C ombating heart disease has been a top priority of the American healthcare system for decades. Millions of people, however, are still falling through the cracks. While many people with heart disease can use generic drugs called statins to dramatically reduce their levels of LDL cholesterol—a primary risk factor for the disease—millions of people are unable to achieve adequate LDL-C reductions with statins alone. Women are less likely than men to tolerate high-intensity doses of statins and less likely to achieve their LDL-C goals, but until recently they’ve been largely left out of clinical trials for lipid-lowering therapies, including statins.
For Dr. JoAnne Foody, the Chief Medical Officer at Esperion, solving this cardiovascular care gap is a personal passion. It’s why she’s excited about Esperion’s recent CLEAR Outcomes study on the use of a statin alternative for reducing cardiac events. This global study of nearly 14,000 patients included a rare 50-50 split of male and female participants. We spoke with Dr. Foody about what the study means for health equity and the future of cardiovascular care.
Tell us about heart disease in the U.S. How big of a public health issue are we facing?
Heart disease, or cardiovascular disease, affects hundreds of millions of individuals in the U.S. It’s the No. 1 killer of men and women in the U.S. and globally. The good news is that we know heart disease is largely preventable. One of our missions at Esperion is to help people prevent heart disease by controlling certain risk factors. We know that elevated LDL cholesterol over someone’s lifetime is associated with increased risk of cardiovascular disease and bad outcomes like heart attacks. That’s why we’ve focused on developing new therapies for patients to help people who, despite existing therapies, can’t get their LDL-C levels down enough to reduce cardiovascular events.
Esperion’s CLEAR Outcomes study recently reported results. What did the study find?
Our study was designed very purposefully to test if a new statin alternative would reduce cardiovascular events for people who couldn’t maximize statins or take a statin at all. What we found was that the statin alternative was able to significantly reduce LDL-C, hsCRP, and cardiovascular risk. Studies like CLEAR Outcomes are important because physicians and patients need new and innovative treatments to help address LDL cholesterol. Given the enormity of the cardiovascular disease crisis, we need as many tools in the toolbox as possible to reduce cardiovascular risk.
Esperion’s study included a 50-50 split of men and women. Why is that significant?

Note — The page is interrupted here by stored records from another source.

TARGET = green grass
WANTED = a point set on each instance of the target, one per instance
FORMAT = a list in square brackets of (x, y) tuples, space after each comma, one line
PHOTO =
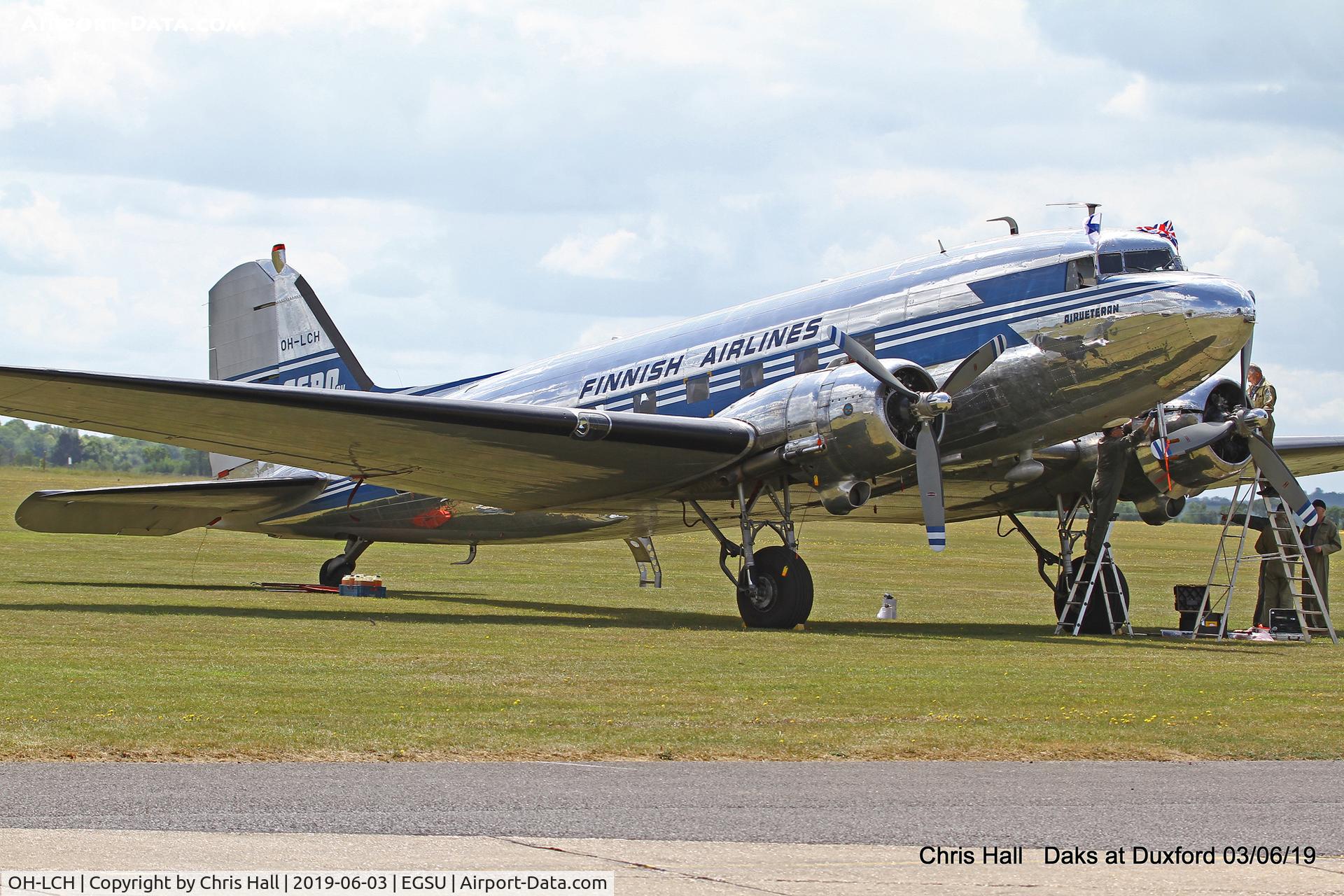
[(160, 649)]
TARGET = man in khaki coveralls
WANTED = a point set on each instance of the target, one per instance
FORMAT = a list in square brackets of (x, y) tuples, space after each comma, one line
[(1273, 580), (1264, 397)]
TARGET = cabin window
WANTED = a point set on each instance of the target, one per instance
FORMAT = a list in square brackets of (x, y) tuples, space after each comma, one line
[(1082, 273)]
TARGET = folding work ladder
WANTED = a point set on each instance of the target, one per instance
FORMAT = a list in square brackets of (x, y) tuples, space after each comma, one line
[(1253, 491), (1102, 578)]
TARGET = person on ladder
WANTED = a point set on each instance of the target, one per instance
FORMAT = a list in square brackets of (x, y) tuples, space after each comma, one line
[(1113, 453), (1322, 540), (1275, 592)]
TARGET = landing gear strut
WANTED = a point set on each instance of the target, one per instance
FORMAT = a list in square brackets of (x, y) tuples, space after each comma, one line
[(773, 584), (342, 564)]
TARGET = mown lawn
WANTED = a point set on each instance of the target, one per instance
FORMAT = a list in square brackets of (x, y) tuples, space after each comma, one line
[(162, 649)]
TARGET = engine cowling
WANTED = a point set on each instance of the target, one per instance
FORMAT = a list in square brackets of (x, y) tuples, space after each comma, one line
[(839, 428), (1212, 402)]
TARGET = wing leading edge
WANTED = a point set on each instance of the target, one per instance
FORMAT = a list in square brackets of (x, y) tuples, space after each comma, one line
[(512, 456)]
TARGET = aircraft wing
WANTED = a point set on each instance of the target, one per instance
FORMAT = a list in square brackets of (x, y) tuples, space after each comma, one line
[(163, 510), (514, 456), (1310, 454)]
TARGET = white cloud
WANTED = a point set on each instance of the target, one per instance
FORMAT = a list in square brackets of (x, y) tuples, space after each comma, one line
[(613, 255), (1266, 264), (1133, 101)]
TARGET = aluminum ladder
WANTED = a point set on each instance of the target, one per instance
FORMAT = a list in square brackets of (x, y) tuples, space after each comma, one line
[(1079, 602), (1313, 615)]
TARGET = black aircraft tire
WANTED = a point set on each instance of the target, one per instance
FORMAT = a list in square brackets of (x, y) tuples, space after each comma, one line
[(1096, 620), (335, 570), (785, 590)]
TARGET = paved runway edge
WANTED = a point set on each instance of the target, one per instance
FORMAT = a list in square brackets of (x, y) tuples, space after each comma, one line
[(1031, 804), (641, 868)]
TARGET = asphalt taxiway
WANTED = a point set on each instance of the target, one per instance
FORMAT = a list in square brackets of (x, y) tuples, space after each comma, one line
[(687, 827)]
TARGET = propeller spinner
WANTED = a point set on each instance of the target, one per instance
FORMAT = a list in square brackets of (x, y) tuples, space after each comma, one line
[(926, 407)]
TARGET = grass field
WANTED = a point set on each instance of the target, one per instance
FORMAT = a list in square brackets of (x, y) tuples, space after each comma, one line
[(160, 649)]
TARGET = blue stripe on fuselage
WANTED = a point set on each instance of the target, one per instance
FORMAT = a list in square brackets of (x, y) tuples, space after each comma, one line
[(927, 340)]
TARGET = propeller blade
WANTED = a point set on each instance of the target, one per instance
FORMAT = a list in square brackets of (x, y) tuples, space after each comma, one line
[(974, 365), (869, 362), (1246, 362), (929, 473), (1276, 472), (1190, 438)]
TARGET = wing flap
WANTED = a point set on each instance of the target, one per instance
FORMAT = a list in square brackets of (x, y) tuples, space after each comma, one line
[(1310, 454), (512, 456), (162, 510)]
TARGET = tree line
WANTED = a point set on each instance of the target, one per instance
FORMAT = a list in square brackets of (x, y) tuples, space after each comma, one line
[(45, 445)]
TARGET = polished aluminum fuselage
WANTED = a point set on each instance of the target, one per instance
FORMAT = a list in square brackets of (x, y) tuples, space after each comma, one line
[(1079, 354)]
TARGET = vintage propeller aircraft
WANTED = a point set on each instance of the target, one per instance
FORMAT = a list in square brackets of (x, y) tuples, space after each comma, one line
[(961, 384)]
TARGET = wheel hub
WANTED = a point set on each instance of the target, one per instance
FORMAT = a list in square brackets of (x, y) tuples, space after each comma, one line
[(762, 592)]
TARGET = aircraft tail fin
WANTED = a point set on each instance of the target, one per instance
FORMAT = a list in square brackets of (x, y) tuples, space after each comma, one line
[(268, 327)]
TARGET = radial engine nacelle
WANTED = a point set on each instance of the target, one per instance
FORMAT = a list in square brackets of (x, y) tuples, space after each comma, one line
[(839, 428), (1214, 402)]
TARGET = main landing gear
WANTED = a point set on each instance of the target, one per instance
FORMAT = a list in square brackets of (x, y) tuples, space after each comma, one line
[(1070, 531), (774, 584), (342, 564)]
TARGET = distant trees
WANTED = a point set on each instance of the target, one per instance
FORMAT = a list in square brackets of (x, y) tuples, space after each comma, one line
[(23, 445)]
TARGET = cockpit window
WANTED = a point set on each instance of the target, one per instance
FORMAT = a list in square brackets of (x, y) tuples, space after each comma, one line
[(1148, 260), (1140, 261), (1082, 273)]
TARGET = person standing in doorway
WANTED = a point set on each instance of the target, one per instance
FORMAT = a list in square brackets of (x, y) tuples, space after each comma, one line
[(1264, 397)]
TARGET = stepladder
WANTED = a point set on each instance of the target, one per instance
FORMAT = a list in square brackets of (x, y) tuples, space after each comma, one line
[(1093, 582), (1284, 580)]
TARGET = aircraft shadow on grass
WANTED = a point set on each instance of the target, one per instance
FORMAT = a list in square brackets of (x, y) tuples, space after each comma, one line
[(568, 614)]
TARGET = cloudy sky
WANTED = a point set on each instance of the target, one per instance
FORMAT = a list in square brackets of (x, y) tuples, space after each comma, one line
[(470, 186)]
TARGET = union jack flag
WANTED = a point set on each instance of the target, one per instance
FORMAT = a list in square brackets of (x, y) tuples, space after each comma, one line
[(1164, 229)]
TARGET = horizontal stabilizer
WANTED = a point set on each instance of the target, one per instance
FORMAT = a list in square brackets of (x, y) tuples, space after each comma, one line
[(163, 510)]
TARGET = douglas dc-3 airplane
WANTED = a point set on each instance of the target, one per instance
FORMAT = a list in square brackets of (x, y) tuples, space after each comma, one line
[(961, 384)]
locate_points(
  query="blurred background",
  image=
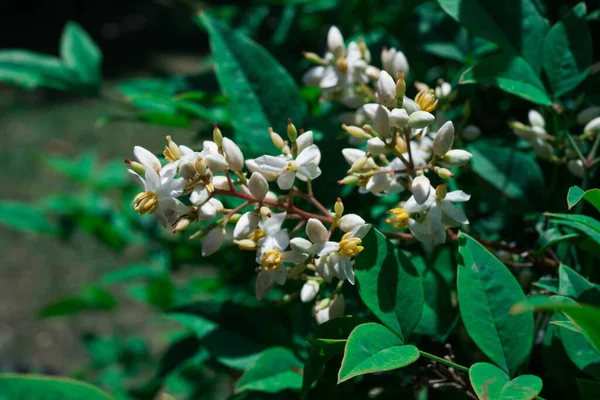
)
(53, 142)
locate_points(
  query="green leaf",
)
(486, 291)
(261, 92)
(491, 383)
(518, 30)
(373, 348)
(30, 70)
(511, 74)
(567, 52)
(585, 317)
(91, 299)
(582, 223)
(576, 194)
(589, 390)
(274, 370)
(82, 55)
(517, 176)
(389, 284)
(40, 387)
(26, 217)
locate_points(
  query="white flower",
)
(213, 241)
(435, 213)
(160, 192)
(326, 310)
(335, 258)
(304, 166)
(271, 255)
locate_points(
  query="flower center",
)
(350, 246)
(145, 203)
(399, 218)
(426, 100)
(271, 260)
(290, 167)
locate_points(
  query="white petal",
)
(350, 221)
(246, 224)
(286, 180)
(457, 196)
(454, 213)
(258, 185)
(304, 140)
(213, 241)
(316, 231)
(146, 158)
(264, 283)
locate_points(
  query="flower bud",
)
(246, 224)
(381, 122)
(455, 158)
(386, 90)
(213, 241)
(335, 42)
(292, 131)
(309, 291)
(349, 222)
(258, 185)
(216, 163)
(420, 119)
(233, 155)
(444, 173)
(420, 188)
(217, 136)
(276, 139)
(588, 114)
(444, 139)
(471, 132)
(399, 118)
(592, 127)
(536, 119)
(338, 208)
(375, 146)
(576, 168)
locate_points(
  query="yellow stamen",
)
(272, 260)
(399, 218)
(145, 203)
(426, 100)
(350, 246)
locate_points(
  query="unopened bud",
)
(292, 131)
(349, 180)
(338, 208)
(356, 132)
(276, 139)
(217, 136)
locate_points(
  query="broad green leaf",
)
(585, 317)
(511, 74)
(582, 223)
(82, 55)
(40, 387)
(486, 291)
(518, 30)
(274, 370)
(576, 194)
(261, 92)
(26, 217)
(517, 176)
(491, 383)
(373, 348)
(30, 70)
(389, 284)
(567, 52)
(91, 299)
(589, 390)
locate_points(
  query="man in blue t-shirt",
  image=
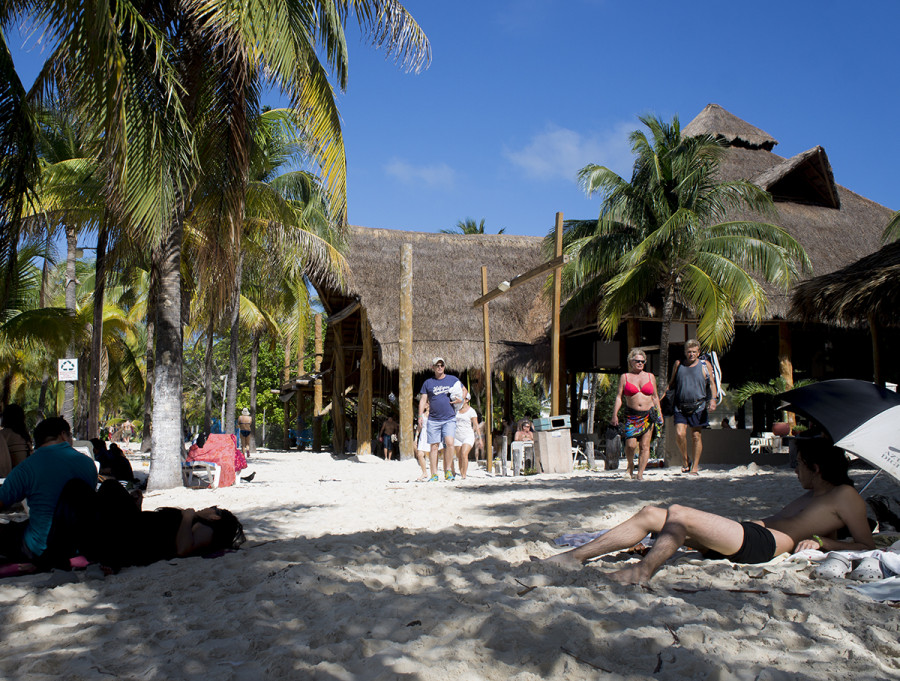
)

Statins were developed decades ago, and the most recent large outcome study of statins was done about 15 years ago. Back then, the patient populations that were studied didn’t include adequate numbers of women or members of ethnic and racial minority groups. So we don’t have adequate studies on exposure to high-intensity statins in these individuals. Our study is unique because 50 percent of the participants were women. People might say, “Well, there are 50 percent women in the population. All studies should include 50 percent women.” But on average only about a quarter of the individuals in the majority of outcomes studies of LDL-lowering therapies that included statins and PCSK9 inhibitors were women. In fact, the first statin studies only included men because, at the time, doctors believed only men got heart disease and were at high risk.
What has a lack of women representation in heart disease trials meant for women’s health—and public health in general?
As someone who has directed preventive cardiology and women’s heart programs, I’ve seen a lot of misconceptions. We’ve applied a therapeutic approach to cardiovascular disease that was predominantly developed for and researched in men. You could argue that statin intolerance is more common in women because statins were not adequately studied in women, particularly at the high doses that are required. We need more therapeutic options for women, and we need to address cardiovascular risk and cardiovascular disease in women. Today, women are less likely than men to be diagnosed with elevated LDL-C, less likely to be treated for it, and less likely to achieve optimal LDL-C levels. Women still think that breast cancer is their No. 1 killer, yet heart disease outstrips breast cancer tenfold in terms of death and disability.
When we think about who the healthcare decision makers in most families are, it’s women. Women make decisions for their immediate family and their extended family. So if women aren’t armed with the right information and the right tools, we’ll never be able to address cardiovascular disease as a public health issue. We need to make sure women have the right information about managing their own health and their family’s health.
The CLEAR Outcomes study is a big step forward in the fight against cardiovascular disease. What makes you optimistic that we can make a meaningful difference in combating this public health crisis?
We have made a lot of advances in this fight. But the resources we’ve developed aren’t being applied consistently across all groups. In the U.S., women are still being left behind with respect to risk reduction. We have growing groups of racially and ethnically diverse populations, which are generally underserved. By advancing what I call “implementation science,” we can ensure that therapies and information are accessible to everyone.
We’re really proud of what we accomplished with CLEAR Outcomes, but we need to continue to ensure that the groups we study in clinical trials are representative of the groups we care for. I think that we’ve come a long way with representing women, but have a long way to go as we continue to strive for true diversity and inclusion.